La Asociación Económica Integral Regional (RCEP) creará una zona gigantesca de libre comercio entre las 10 naciones que ya conforman la ASEAN (Indonesia, Tailandia, Singapur, Malasia, Filipinas, Vietnam, Birmania, Camboya, Lagos y Brunéi) y se suman ahora China, Japón, Corea del Sur, Australia y Nueva Zelanda.
“Estoy feliz de que después de ocho años de negociaciones complejas, podamos terminar oficialmente hoy las negociaciones del RCEP”, explicó Nguyen Xuan Phuc, Presidente de Vietnam, nación que al momento mantiene la presidencia del ASEAN.
Tras una cumbre virtual debido a la pandemia, las naciones firmaron la creación de esta nueva zona que representa el 30% del Producto Interno Bruto, el más grande del mundo que suma 2 mil 100 millones de consumidores.
Ahora se reducirán los aranceles y se abrirá el comercio de servicios en el bloque.
“El RCEP consolida las amplias ambiciones geopolíticas regionales chinas en torno a la iniciativa de la Ruta de la Seda”, explica Alexander Capri, experto en comercio de la Escuela de Negocios de la Universidad Nacional de Singapur.
Li Keqiang, Primer Ministro de China ha calificado este acuerdo como “un rayo de luz y de esperanza entre los nubarrones”.

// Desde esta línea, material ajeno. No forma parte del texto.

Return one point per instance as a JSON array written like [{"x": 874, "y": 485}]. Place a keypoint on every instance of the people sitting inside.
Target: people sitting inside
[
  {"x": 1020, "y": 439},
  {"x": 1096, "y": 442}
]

“Muestra claramente que el multilateralismo es la buena vía y representa la buena dirección de la economía mundial y del progreso de la humanidad”, agregó el funcionario del gigante asíatico.
Muchos de los países firmantes sufren importantes rebrotes del coronavirus y esperan que el RCEP les permita mitigar los demoledores costes de una enfermedad que ha socavado sus economías.
Por su parte India dejó el año pasado las posibilidades de unirse al acuerdo, ya que siente preocupación de que entren bienes baratos de China a su economía, pero podrán adherirse en el futuro si así lo desean.
Dicha asociación ayudará a reducir costos y facilitará la vida de las empresas que podrán exportar productos a cualquiera de los socios del bloque sin tener que cumplir los requisitos que hasta ahora exigía cada país.
El acuerdo incluye la propiedad intelectual pero han quedado fuera la protección medioambiental y los derechos laborales.
Cabe señalar que el Acuerdo Transpacífico de Cooperación Económica (TPP), impulsado por la administración de Donald Trump, ha quedado “sepultado” tras la derrota del Repúblicano en las elecciones de Estados Unidos.